Idiom: gnomes of Zurich: little gnomes sitting over ticker tapes in Zurich (antedating 1956 March 7)

Garson O'Toole adsgarsonotoole at GMAIL.COM
Thu Jan 28 18:47:27 UTC 2010


In the Harry Potter book series the bankers at Gringotts are goblins.
However, before J. K. Rowling was born the bankers in Zurich were
called gnomes. The Oxford English Dictionary recorded this colloquial
denotation with a first cite in the New Statesman in 1964.

(OED 1989) gnome (superscript 2) 1. c. colloq. An international
financier or banker, spec. one who is Swiss; esp. in phr. the gnomes
of Zurich.

The Oxford Dictionary of Idioms (2005 edition) gives an earlier
citation for "gnomes of Zurich". "This phrase stems from a remark by
the British politician Harold Wilson in a speech in 1956: 'all the
little gnomes in Zurich … about whom we keep hearing'." The Oxford
Dictionary of Phrase and Fable points to the same speech.

Where did Harold Wilson acquire this phrase, or did he craft it
himself? The Hansard database of the Houses of Parliament is now
searchable online. It contains a speech by Harold Wilson on 1956
November 12 that matches the text fragments given in the Oxford
Dictionary of Idioms.

But several months before this the database contains a speech by Lord
Harold Balfour that uses the phrase "little gnomes sitting over ticker
tapes in Zurich". Balfour states that the phrase is from a journalist
at the Manchester Guardian.

Citation: 1956 March 7, Lord Harold Balfour of Burleigh, Lords
Sitting, The Economic Situation, Hansard Database.

A noble Lord opposite shakes his head. Let me refer him to the
Manchester Guardian of to-day. This is a quotation from the financial
correspondent of the Manchester Guardian, which says: A curiously
unequal struggle is going on in the exchange market. On the one side
are foreign speculators, a small but extremely powerful band of
European financial interests. These are the little gnomes sitting over
ticker tapes in Zurich.'…The little gnomes" - noble Lords on this side
of the House will be interested to hear this - are men of extremely
conservative opinion.

http://bit.ly/d7Bf9i

Someone with access to an archive containing the Manchester Guardian
(now The Guardian) could check financial articles on 1956 March 7 to
try and find the quote to which Balfour refers. Maybe the financial
correspondent of the newspaper created this idiom, or perhaps the
paper has earlier references to gnomes in Zurich.

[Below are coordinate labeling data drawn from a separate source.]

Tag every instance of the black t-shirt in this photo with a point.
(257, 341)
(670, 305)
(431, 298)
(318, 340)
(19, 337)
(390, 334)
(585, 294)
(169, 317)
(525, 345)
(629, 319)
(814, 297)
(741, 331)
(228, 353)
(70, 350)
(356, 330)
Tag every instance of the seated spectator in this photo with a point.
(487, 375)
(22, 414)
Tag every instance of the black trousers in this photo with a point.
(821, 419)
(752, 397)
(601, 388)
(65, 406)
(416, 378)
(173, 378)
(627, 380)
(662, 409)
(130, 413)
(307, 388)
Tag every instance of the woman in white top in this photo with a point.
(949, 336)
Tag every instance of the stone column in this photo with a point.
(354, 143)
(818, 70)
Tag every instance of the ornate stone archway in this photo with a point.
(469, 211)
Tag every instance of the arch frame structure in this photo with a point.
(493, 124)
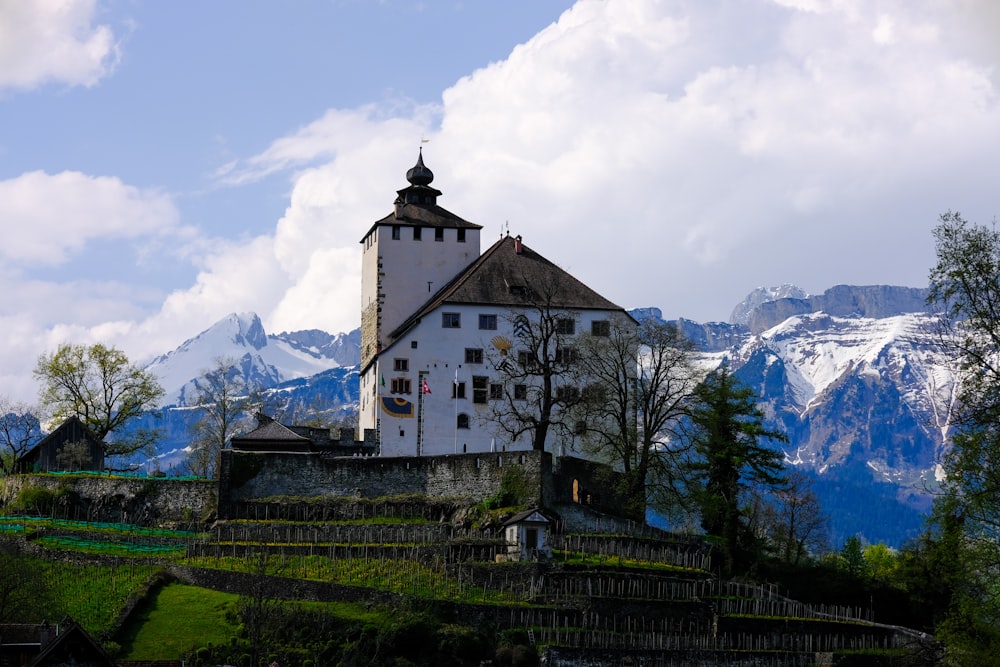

The OED says that gnomes are "fabled to inhabit the interior of the
earth and to be the guardians of its treasures". The first cite is to
Alexander Pope in 1712-1714. (There might be an antedating in a 1711
text A history of the ridiculous extravagancies of Monsieur Oufle.) So
it is understandable that a connection was established between gnomes
and banking. But I could not find earlier cites for gnomes in Zurich
acting as currency traders or bankers.